TRIBUNAL DE JUSTIÇA DO ESTADO DO PIAUÍ
ÓRGÃO JULGADOR : 4ª Câmara de Direito Público
APELAÇÃO CÍVEL (198) No 0754259-28.2020.8.18.0000
APELANTE: RAIMUNDA LOPES PEREIRA
Advogado(s) do reclamante: JORGEVANIO SOARES DE MORAIS
APELADO: MINISTERIO PUBLICO DO ESTADO DO PIAUI
RELATOR(A): Desembargador RAIMUNDO NONATO DA COSTA ALENCAR
EMENTA
ADMINISTRATIVO E PROCESSUAL CIVIL – APELAÇÃO – AÇÃO CIVIL PÚBLICA - IMPROBIDADE ADMINISTRATIVA – PREFEITO MUNICIPAL - PRESTAÇÃO IRREGULAR DE CONTAS – AUSÊNCIA DE EXTRATOS BANCÁRIOS – NÃO COMPROVAÇÃO DA DESTINAÇÃO DE VERBAS PÚBLICAS – INCIDÊNCIA DO ARTIGO 10 (CAPUT), DA LEI Nº 8.429/92 – RECURSO NÃO PROVIDO.
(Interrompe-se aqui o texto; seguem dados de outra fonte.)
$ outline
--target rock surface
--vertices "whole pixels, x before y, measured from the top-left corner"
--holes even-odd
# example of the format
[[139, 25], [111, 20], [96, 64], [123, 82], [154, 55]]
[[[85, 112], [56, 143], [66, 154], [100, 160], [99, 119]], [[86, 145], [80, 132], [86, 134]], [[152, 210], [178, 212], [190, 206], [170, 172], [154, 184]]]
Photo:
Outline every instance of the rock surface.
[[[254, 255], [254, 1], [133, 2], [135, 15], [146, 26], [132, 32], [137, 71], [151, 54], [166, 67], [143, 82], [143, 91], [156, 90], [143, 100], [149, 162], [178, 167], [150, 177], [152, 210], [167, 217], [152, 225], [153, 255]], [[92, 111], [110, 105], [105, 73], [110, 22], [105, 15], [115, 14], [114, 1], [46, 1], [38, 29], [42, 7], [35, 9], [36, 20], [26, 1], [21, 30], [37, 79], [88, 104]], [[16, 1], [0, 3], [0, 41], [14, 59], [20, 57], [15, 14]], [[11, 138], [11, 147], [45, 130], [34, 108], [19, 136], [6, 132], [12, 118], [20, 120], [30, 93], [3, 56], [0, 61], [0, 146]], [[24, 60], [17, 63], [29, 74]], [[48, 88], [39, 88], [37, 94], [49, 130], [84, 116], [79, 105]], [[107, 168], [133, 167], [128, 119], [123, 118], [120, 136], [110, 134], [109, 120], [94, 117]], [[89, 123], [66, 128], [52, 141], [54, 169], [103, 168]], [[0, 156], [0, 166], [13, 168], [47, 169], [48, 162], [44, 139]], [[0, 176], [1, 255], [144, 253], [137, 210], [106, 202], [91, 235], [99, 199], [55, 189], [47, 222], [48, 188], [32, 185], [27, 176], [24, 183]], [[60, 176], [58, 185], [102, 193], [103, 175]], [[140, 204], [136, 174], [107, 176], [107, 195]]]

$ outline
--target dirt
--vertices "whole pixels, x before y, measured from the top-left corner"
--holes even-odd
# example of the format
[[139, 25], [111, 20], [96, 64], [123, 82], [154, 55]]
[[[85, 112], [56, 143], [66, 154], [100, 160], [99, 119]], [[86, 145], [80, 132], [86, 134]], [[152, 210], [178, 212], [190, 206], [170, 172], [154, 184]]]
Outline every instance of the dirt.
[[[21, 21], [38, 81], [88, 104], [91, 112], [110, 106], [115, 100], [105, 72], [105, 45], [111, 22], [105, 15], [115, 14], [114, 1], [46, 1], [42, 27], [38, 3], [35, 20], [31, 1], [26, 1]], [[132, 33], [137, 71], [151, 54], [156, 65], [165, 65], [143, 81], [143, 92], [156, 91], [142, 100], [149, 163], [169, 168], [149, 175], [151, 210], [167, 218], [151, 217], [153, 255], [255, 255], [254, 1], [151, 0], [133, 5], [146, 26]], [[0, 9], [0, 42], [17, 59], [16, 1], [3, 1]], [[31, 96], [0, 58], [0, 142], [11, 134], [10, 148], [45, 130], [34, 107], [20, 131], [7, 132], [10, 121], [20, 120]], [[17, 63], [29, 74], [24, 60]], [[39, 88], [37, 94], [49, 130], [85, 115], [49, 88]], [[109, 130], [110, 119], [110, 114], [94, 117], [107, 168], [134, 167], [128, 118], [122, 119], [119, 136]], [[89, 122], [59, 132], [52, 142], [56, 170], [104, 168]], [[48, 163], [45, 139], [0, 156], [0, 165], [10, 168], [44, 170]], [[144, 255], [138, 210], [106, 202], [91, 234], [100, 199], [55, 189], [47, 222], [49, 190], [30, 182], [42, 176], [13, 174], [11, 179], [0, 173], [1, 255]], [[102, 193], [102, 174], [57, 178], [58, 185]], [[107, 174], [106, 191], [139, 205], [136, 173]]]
1. Comprovada a irregularidade na prestação de contas, inclusive, pela precedente condenação do gestor municipal junto ao TCU, resta caracterizada a prática de ato ímprobo, nos termos do art. 10 (caput), da Lei n° 8.429/92.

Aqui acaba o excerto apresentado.